The obligation of Directors, officers and other employees to protect Krispy Kreme’s assets includes its proprietary information. Proprietary information includes intellectual property such as trade secrets, patents, trademarks, and copyrights, as well as business, marketing and other strategic plans, engineering and manufacturing ideas, designs, databases, records, salary information and any unpublished financial data and reports. Unauthorized use or distribution of this information violates Krispy Kreme policy. It could also be illegal and result in civil or even criminal penalties. Directors, officers and other employees who have access to proprietary and confidential Information are obligated to safeguard it from unauthorized access in accordance with Krispy Kreme’s policy on confidential Information (see the Confidentiality section of this Code).
Officers and other employees should also refer to the Krispy Kreme Employee Manual for additional policies and procedures with respect to protection and proper use of our assets.

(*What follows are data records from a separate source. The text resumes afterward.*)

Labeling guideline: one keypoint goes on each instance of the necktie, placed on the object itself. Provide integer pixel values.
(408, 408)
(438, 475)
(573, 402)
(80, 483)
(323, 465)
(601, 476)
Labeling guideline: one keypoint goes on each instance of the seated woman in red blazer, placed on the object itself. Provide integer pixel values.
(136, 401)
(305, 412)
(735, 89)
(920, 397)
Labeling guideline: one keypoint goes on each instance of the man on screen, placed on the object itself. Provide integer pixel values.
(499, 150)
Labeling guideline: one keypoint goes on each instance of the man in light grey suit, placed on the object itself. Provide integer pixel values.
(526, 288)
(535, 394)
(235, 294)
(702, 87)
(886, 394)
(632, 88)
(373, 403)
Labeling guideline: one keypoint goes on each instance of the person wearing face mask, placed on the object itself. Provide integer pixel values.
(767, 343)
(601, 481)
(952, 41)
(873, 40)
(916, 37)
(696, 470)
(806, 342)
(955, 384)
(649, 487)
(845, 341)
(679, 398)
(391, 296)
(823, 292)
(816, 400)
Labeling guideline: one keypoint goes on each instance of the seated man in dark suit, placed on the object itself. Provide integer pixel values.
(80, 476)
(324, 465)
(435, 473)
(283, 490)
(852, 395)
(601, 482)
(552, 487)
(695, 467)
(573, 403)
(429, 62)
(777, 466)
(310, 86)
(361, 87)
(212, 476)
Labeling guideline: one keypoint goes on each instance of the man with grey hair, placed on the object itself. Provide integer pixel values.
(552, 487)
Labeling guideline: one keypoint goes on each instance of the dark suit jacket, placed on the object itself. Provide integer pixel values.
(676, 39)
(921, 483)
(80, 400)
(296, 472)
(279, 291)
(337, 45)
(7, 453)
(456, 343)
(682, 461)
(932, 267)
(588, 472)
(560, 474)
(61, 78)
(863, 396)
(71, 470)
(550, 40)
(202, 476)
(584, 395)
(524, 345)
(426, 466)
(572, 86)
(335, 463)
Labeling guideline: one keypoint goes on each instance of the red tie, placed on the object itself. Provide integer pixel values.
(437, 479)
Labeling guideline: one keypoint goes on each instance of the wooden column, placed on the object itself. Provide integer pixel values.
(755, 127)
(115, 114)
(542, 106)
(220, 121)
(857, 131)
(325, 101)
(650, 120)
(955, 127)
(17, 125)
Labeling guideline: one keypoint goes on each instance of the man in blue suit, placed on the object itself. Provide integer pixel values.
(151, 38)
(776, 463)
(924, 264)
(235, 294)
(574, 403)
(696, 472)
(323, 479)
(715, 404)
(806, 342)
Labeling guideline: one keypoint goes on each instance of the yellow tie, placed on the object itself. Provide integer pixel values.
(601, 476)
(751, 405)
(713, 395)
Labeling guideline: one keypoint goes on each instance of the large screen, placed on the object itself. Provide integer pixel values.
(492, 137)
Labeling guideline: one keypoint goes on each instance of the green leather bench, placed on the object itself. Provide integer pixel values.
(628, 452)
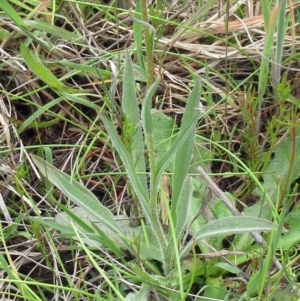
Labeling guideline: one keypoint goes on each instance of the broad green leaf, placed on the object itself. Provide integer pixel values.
(184, 152)
(164, 128)
(78, 194)
(132, 116)
(129, 167)
(165, 160)
(43, 73)
(146, 111)
(227, 226)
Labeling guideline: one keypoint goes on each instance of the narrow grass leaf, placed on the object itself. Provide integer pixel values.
(77, 193)
(54, 30)
(141, 295)
(227, 226)
(14, 16)
(184, 152)
(183, 206)
(138, 33)
(146, 110)
(131, 111)
(281, 33)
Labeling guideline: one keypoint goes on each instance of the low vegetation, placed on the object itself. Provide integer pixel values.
(149, 151)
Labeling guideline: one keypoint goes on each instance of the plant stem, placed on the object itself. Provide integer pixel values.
(148, 45)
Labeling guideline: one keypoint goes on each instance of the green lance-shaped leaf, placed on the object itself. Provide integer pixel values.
(77, 193)
(131, 111)
(43, 73)
(184, 153)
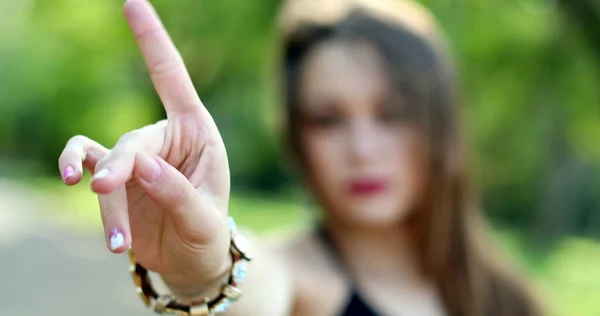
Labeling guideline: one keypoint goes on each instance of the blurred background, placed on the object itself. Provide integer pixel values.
(530, 77)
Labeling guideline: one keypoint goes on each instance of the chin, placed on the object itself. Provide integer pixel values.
(373, 213)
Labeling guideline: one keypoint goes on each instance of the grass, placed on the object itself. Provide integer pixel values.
(569, 277)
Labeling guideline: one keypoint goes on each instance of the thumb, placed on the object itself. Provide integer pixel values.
(193, 212)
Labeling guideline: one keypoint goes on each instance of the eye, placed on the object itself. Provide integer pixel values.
(394, 112)
(324, 120)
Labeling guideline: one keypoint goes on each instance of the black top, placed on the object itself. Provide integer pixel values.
(356, 305)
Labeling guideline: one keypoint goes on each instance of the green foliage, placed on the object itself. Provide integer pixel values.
(529, 79)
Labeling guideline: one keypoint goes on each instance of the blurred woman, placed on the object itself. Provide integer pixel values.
(373, 125)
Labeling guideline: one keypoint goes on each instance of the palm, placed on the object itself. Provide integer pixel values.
(152, 228)
(188, 141)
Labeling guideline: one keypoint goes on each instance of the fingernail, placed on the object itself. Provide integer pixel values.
(68, 172)
(101, 174)
(149, 169)
(116, 238)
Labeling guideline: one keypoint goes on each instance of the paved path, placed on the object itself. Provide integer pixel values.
(46, 270)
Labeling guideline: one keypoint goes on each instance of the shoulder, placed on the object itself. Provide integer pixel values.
(319, 286)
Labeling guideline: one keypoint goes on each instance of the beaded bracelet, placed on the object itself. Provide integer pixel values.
(167, 304)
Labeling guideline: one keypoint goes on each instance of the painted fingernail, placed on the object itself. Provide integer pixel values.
(68, 172)
(149, 168)
(101, 174)
(116, 239)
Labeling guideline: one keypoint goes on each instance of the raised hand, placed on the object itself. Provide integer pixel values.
(163, 189)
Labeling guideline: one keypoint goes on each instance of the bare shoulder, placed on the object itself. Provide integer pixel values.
(320, 288)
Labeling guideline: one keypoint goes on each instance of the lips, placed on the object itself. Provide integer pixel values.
(367, 187)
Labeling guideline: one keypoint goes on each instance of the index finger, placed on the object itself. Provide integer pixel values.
(165, 65)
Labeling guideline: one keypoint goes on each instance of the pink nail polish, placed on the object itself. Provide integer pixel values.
(68, 172)
(116, 239)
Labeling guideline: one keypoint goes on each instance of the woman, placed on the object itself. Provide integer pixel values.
(373, 126)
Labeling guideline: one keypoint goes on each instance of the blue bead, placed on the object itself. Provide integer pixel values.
(222, 306)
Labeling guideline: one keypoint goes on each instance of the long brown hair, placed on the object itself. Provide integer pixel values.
(448, 227)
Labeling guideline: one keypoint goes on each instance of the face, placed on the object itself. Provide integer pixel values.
(362, 151)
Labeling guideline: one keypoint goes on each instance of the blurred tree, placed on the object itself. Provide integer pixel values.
(530, 76)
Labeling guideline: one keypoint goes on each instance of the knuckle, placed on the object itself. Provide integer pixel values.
(164, 66)
(129, 136)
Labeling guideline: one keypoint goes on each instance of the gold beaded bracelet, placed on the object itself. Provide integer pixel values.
(167, 304)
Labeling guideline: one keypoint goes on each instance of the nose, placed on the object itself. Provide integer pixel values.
(362, 141)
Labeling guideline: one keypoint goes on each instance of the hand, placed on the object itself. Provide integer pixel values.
(163, 189)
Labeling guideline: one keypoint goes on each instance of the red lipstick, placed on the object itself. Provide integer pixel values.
(366, 187)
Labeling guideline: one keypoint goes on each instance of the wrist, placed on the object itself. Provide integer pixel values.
(191, 291)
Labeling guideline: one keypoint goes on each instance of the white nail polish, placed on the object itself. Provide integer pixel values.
(101, 174)
(116, 241)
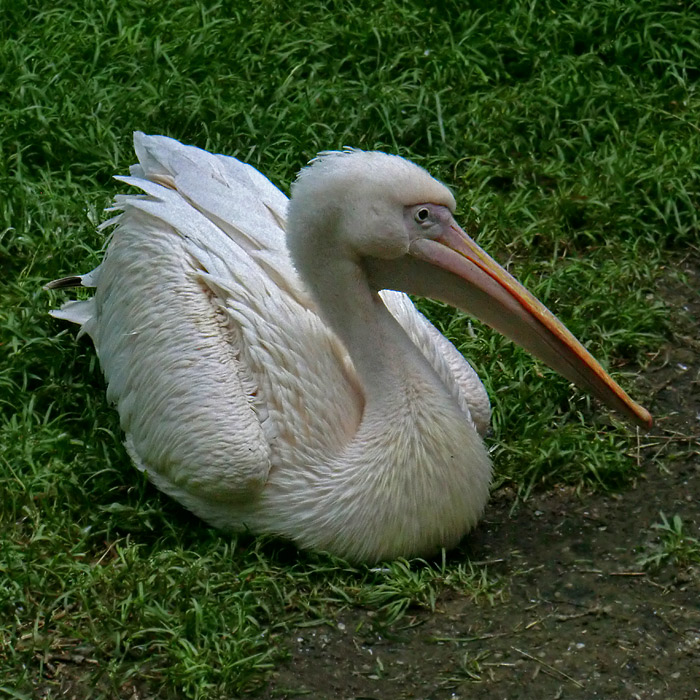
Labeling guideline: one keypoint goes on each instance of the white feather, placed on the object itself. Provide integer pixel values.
(237, 399)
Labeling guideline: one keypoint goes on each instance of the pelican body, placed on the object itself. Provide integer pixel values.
(268, 369)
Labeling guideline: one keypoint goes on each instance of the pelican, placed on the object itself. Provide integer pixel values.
(270, 372)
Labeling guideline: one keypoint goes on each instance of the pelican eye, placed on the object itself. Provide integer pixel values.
(422, 215)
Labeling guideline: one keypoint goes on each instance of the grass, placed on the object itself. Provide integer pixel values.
(568, 133)
(673, 545)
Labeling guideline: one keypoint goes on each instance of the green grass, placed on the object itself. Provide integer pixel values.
(569, 134)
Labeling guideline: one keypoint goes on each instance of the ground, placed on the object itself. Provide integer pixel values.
(580, 616)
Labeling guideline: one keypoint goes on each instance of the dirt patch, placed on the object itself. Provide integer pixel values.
(581, 618)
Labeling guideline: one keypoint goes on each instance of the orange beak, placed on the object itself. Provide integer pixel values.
(497, 298)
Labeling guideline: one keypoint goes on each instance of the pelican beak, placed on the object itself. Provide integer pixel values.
(497, 298)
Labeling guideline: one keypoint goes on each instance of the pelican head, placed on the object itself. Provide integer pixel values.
(394, 224)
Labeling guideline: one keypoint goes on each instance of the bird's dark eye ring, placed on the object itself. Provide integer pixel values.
(422, 215)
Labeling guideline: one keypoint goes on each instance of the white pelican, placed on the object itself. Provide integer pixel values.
(269, 385)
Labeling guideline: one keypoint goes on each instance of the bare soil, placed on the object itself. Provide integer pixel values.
(580, 617)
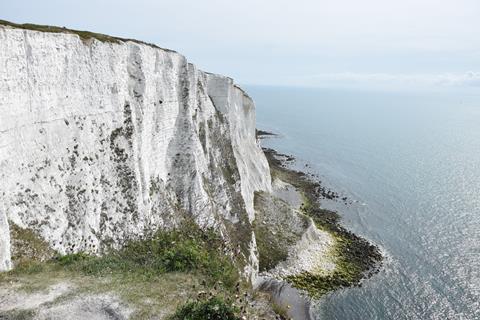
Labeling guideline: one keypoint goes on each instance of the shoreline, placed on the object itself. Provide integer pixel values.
(355, 257)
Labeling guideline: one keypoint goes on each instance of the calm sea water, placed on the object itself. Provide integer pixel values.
(411, 164)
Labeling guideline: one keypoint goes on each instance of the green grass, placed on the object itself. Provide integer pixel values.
(84, 35)
(154, 275)
(186, 249)
(212, 308)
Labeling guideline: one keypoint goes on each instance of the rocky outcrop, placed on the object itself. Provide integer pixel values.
(104, 141)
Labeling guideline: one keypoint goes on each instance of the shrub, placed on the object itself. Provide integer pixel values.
(214, 308)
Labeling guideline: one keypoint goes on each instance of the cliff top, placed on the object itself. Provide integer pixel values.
(85, 35)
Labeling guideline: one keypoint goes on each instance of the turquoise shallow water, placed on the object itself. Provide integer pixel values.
(410, 162)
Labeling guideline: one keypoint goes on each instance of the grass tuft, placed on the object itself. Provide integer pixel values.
(213, 308)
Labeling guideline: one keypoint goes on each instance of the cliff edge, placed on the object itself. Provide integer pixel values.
(104, 140)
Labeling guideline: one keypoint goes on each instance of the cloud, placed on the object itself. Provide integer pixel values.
(468, 79)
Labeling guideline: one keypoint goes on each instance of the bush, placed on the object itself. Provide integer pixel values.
(186, 249)
(214, 308)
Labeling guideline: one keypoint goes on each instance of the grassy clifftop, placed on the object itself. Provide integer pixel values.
(84, 35)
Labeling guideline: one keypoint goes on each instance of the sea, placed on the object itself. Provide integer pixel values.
(409, 164)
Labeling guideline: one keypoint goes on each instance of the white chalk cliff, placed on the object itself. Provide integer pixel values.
(101, 142)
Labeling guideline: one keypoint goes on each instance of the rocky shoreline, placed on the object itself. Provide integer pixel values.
(354, 257)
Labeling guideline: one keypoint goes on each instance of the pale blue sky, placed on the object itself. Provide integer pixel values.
(301, 42)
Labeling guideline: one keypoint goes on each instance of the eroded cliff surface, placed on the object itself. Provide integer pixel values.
(101, 142)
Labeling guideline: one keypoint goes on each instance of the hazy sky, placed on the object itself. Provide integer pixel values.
(297, 42)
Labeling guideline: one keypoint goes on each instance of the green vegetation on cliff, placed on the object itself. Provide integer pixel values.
(355, 258)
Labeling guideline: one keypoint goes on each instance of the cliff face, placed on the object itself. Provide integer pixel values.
(101, 142)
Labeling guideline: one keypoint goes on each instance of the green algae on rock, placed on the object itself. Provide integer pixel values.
(354, 257)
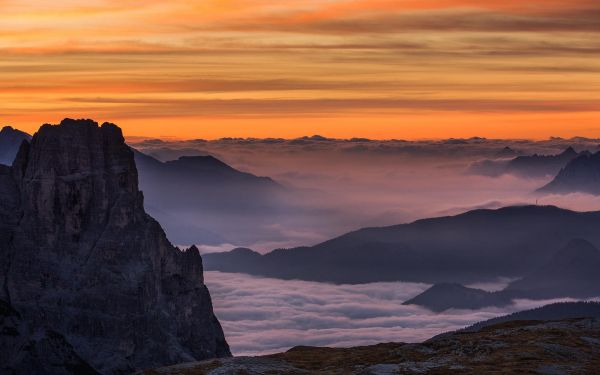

Krispy Kreme provides to its Directors, officers and certain other employees access to computers, computer networks, e-mail systems and Internet services that are provided solely to help such person do their work. Incidental and occasional personal use is permitted, so long as such use does not interfere with Krispy Kreme’s needs and operations, is not for personal gain or for any other improper purpose, and does not otherwise violate this Code.
All information that is stored on or has passed through Krispy Kreme’s servers or other equipment, including but not limited to all e-mails, voicemails, records of Internet access, and documents created on any Krispy Kreme computer, is the exclusive property of Krispy Kreme. Directors, officers and other employees have no right or expectation of privacy with regard to their use of Krispy Kreme’s electronic resources or with regard to information that is stored on Krispy Kreme servers, that is received, created, sent, or accessed by the user, or to which the user is given access.
Krispy Kreme, in its sole discretion, may at any time without notice inspect and monitor the use of any and all electronic resources, including e-mail messages and Internet use. Krispy Kreme may review deleted e-mail messages and the Websites accessed. The encryption, labeling of an e-mail or document as private, deletion of an e-mail or document or any other such action does not diminish Krispy Kreme’s rights or ability to monitor this activity. Directors, officers and other employees are advised that Krispy Kreme backs up the network and that messages deleted from one PC are not necessarily deleted from the network and back-up files.
Due to the potential for security breaches, Directors, officers and other employees must not download software from the Internet to Krispy Kreme’s Information system, unless prior written approval has been obtained from our Vice President - Information Systems or his or her designee. Likewise, Directors, officers and other employees must exercise extreme caution in downloading and executing any files attached to e-mail. If an attachment is not clearly business-related and/or expected from a known source, it should not be opened or executed and should be immediately forwarded to Krispy Kreme’s Information Systems Department.
Directors, officers and employees may use software only in accordance with its licensing agreement, and without the authorization of Krispy Kreme, users may not (1) install any software on Krispy Kreme-owned computer equipment, (2) install Krispy Kreme-owned software on any non-Krispy Kreme-owned computer equipment or (3) provide copies of Krispy Kreme-owned or licensed software to anyone.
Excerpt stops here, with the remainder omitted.